Le succès des motos néo-rétro repose sur trois piliers: rouler moins vite, se faire plaisir et être vu. «Acheter une telle machine, c’est l’antithèse du low-cost, reprend Pascal Meyerhans de Triumph. Pour son acheteur, la moto devient une sorte d’objet d’art. Elle symbolise sa cool attitude.» Un état d’esprit qui passe donc forcément par l’équipement. Au point que certaines marques en ont fait leur raison d’être, comme les casques Ruby ou les cuirs Helston’s. «C’est sans conteste les articles qui ont été le plus essayés sur notre stand au salon de Zurich», constate Thierry Guizzardi, le fondateur de ZZ Racing.

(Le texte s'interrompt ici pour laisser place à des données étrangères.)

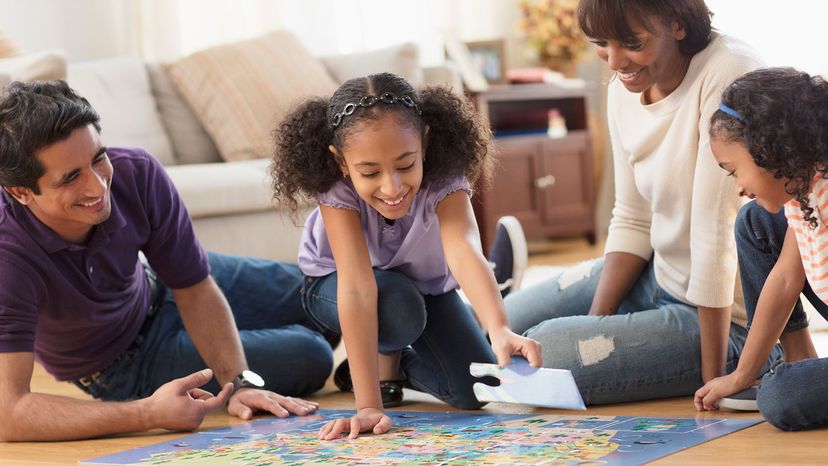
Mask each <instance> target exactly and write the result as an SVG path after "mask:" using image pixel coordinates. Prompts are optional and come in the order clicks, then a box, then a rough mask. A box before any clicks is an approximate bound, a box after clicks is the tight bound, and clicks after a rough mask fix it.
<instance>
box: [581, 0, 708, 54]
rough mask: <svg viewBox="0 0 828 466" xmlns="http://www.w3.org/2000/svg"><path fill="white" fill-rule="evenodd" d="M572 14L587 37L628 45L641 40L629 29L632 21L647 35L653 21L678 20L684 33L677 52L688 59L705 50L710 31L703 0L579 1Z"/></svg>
mask: <svg viewBox="0 0 828 466" xmlns="http://www.w3.org/2000/svg"><path fill="white" fill-rule="evenodd" d="M575 14H576V17H577V20H578V26H579V27H580V28H581V30H582V31H584V34H586V35H587V36H589V37H592V38H594V39H616V40H620V41H622V42H624V43H630V44H635V43H637V42H638V41H639V40H640V39H639V38H638V37H636V35H635V33H634V32H633V30H632V29H631V28H630V19H631V18H633V19H636V20H638V21H639V22H641V25H642V26H644V28H645V29H647V30H648V31H650V32H653V29H652V24H650V22H651V21H652V19H653V18H658V19H660V20H661V21H663V22H665V23H667V24H669V22H671V21H677V22H678V23H679V24H681V25H682V26H683V27H684V29H685V31H686V32H687V35H686V36H685V37H684V39H682V40H680V41H679V50H681V52H682V53H683V54H685V55H687V56H691V57H692V56H693V55H695V54H697V53H698V52H700V51H702V50H704V48H705V47H707V45H708V44H709V43H710V39H711V35H710V32H711V31H712V30H713V28H712V26H711V21H710V18H711V16H713V13H711V12H710V10H709V9H708V8H707V5H706V4H705V3H704V0H580V1H579V2H578V8H577V10H576V13H575Z"/></svg>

De quoi réjouir l’importateur qui vient de reprendre la distribution de cette dernière marque dans notre pays. «Avec leurs prix corrects, leurs cuirs de qualité et leur look particulier, ces équipements sont un bon complément dans notre gamme pour les clientèles custom, motos anciennes et néo-rétro.»

A Montagny-près-Yverdon, Jean-François Mermoud propose depuis quelques mois les casques Ruby. L’homme a fait sa spécialité depuis trente ans de Harley-Davidson et de vieilles anglaises sous l’enseigne GNV Classic Motors. Malgré le succès de la mode néo-rétro, il ne constate toutefois pas de regain d’intérêt pour les vraies vieilles machines. «Ça reste une affaire de spécialistes et de collectionneurs. La jeunesse a peur du kick (dispositif de mise en marche à l’aide du pied, ndlr).»

Car dans néo-rétro, il y a bien «néo». Et si les acheteurs de ces machines apprécient la référence au passé, pas question pour eux de s’évertuer sur un kick ou de rentrer d’une balade les bottes pleines d’huile. Les constructeurs font donc des miracles pour dissimuler une technologie moderne sous les traits anciens. La Honda CB 1100 est bien équipée de l’ABS et les carburateurs des Triumph sont des faux, qui cachent des injecteurs…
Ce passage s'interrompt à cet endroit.